Dalam 7 hari terakhir, AAVE secara keseluruhan menunjukkan pola: berosilasi terlebih dahulu lalu sempat melonjak tinggi sebelum akhirnya terkoreksi turun. Pada empat hari perdagangan pertama, harga bergerak relatif sempit di kisaran 124 hingga 127. Hari kelima terjadi dorongan kuat ke atas; harga sempat menyentuh level tertinggi 131.34, dan ditutup pada 131.06, menembus kisaran konsolidasi sebelumnya. Namun pada hari keenam, setelah naik tinggi hingga 133.48, harga dengan cepat berbalik turun dan ditutup pada 128.2, membentuk ekor atas (upper wick) yang relatif panjang—ini menunjukkan tekanan jual di bagian atas cukup jelas. Hari ketujuh terus melemah sedikit, dengan penutupan di 127.05, menandakan momentum jangka pendek mulai melemah.
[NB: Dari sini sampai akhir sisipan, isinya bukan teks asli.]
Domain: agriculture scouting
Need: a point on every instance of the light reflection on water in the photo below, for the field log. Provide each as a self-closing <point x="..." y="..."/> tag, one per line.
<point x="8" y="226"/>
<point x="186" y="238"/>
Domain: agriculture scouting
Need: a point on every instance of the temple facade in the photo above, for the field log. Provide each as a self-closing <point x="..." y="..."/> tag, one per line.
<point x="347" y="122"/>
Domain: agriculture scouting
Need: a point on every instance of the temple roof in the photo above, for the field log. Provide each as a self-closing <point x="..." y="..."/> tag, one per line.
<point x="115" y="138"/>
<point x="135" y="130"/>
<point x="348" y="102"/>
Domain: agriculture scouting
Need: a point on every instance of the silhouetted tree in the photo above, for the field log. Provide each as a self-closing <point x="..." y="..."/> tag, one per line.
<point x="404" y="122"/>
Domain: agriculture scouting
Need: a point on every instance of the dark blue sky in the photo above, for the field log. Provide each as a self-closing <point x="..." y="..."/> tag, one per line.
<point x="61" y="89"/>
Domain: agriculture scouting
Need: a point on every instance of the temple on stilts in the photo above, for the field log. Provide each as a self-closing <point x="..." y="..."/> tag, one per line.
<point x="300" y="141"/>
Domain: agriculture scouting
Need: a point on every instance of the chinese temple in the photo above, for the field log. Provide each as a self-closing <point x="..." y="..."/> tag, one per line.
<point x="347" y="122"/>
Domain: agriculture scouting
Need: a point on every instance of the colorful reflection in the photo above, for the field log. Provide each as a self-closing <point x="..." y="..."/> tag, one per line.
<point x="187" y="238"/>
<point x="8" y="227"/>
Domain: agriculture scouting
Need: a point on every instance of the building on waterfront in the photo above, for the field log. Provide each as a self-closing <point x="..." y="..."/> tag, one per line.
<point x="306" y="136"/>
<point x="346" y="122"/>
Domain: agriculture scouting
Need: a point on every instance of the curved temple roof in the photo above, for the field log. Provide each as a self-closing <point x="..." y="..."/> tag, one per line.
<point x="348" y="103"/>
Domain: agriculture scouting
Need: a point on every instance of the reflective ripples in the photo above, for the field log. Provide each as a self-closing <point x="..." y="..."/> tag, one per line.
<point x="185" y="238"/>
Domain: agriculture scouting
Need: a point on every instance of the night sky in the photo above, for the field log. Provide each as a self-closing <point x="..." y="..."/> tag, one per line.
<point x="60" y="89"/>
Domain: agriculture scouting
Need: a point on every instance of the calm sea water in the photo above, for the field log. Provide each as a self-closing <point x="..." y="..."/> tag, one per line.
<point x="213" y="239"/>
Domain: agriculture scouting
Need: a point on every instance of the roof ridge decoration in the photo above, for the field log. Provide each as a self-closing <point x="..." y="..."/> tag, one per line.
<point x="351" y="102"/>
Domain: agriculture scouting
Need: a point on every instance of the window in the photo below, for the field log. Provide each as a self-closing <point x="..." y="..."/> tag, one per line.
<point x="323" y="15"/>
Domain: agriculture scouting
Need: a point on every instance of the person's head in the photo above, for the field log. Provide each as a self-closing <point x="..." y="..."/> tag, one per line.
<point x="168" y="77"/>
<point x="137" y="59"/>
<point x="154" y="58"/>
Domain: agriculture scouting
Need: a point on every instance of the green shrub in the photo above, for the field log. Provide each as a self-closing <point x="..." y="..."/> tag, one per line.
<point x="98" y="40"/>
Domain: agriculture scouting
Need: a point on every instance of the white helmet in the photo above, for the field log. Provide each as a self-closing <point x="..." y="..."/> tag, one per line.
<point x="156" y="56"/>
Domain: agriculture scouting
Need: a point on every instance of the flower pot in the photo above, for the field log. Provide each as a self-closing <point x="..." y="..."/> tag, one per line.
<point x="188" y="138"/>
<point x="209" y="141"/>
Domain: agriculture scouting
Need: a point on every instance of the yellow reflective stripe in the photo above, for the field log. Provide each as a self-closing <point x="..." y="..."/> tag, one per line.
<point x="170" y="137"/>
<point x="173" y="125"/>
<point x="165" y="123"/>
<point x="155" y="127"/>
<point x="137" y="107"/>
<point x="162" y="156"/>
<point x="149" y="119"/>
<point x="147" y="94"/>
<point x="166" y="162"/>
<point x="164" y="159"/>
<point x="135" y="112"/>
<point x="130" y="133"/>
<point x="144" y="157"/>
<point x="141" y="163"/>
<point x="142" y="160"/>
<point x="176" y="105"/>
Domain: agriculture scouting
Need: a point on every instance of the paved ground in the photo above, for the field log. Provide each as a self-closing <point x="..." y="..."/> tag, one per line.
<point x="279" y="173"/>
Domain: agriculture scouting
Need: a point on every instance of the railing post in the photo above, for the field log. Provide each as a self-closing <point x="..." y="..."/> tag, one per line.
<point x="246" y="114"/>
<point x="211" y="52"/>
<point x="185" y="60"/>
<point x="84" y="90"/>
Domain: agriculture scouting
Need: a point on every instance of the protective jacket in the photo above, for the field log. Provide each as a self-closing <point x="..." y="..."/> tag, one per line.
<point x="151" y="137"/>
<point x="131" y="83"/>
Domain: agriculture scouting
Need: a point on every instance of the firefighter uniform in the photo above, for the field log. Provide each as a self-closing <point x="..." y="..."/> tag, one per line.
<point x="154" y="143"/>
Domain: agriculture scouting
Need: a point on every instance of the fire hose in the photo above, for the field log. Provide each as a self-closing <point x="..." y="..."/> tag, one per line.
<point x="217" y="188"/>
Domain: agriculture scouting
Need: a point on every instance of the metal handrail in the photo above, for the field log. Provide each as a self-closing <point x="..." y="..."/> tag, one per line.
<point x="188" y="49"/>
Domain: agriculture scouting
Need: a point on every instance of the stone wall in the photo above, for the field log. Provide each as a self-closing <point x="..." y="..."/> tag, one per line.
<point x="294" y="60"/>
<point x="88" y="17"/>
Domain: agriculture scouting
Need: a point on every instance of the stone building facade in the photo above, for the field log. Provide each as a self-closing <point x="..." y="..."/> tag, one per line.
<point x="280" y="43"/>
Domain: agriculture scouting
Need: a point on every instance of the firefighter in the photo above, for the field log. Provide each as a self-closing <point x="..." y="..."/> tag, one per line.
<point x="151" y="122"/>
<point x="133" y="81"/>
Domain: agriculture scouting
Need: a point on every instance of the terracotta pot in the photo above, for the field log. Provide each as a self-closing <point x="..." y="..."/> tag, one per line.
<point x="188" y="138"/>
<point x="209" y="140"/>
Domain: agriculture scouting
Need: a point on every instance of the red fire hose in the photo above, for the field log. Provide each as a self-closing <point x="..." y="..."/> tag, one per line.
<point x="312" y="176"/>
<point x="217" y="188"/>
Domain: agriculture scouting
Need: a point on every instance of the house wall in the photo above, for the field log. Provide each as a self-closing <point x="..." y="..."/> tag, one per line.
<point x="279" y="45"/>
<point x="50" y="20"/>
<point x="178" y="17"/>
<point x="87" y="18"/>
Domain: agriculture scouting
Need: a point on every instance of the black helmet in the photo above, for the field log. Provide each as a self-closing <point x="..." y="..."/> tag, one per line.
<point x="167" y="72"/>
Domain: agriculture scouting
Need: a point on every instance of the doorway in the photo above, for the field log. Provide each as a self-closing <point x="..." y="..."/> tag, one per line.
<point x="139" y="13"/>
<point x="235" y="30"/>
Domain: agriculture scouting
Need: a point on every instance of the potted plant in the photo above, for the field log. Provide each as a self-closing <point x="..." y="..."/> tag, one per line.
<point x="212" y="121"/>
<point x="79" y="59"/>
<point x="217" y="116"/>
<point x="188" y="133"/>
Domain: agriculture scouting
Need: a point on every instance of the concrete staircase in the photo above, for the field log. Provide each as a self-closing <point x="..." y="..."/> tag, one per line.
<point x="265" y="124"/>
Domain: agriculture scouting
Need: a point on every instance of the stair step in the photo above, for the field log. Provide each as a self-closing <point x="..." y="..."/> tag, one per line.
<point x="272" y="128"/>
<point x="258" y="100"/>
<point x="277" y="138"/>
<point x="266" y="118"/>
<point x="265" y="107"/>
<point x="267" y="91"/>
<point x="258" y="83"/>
Saat ini, resistance kunci berada di rentang 131.0 hingga 133.5; area ini merupakan zona kumpulan puncak pada dua hari sebelumnya. Support kunci ada di rentang 126.0 hingga 126.5. Jika level ini tembus, harga berpotensi melakukan pullback ke sekitar 124.0.

🎯 Saran Operasional Spesifik

Saat ini masih berada pada fase penyesuaian setelah lonjakan lalu koreksi, sehingga arah belum sepenuhnya jelas. Disarankan untuk lebih banyak menunggu (wait and see), terutama hingga harga memberikan sinyal reaksi yang jelas di dekat support atau resistance sebelum masuk dengan posisi kecil. Jika harga memantul dan menghadapi tekanan di zona resistance, Anda dapat mempertimbangkan short dengan posisi kecil; jika harga bertahan di area support dan muncul candle bullish (sinar hijau/yang menguat), Anda dapat mempertimbangkan long dengan posisi kecil.

📍 Titik Referensi

🔹 Zona untuk short: 131.0 hingga 133.0
🔹 Target take profit: TP1 128.5 / TP2 126.5
🔹 Posisi stop loss: SL 134.2

🔹 Zona untuk long: 126.0 hingga 126.8
🔹 Target take profit: TP1 129.5 / TP2 131.5
🔹 Posisi stop loss: SL 124.5

⏳ Keberlakuan Waktu Level

🔹 Strategi trading dan level rekomendasi ini didasarkan pada analisis time frame harian (daily) dan diperkirakan masih berlaku selama 24 jam ke depan.

⚠️ Peringatan Manajemen Risiko

Batasi ukuran posisi per transaksi pada maksimal 2% dari total dana. Setelah terjadi penembusan (baik turun maupun naik) pada level kunci, lakukan stop loss secara disiplin; jangan menahan posisi (carry) dengan harapan harga berbalik.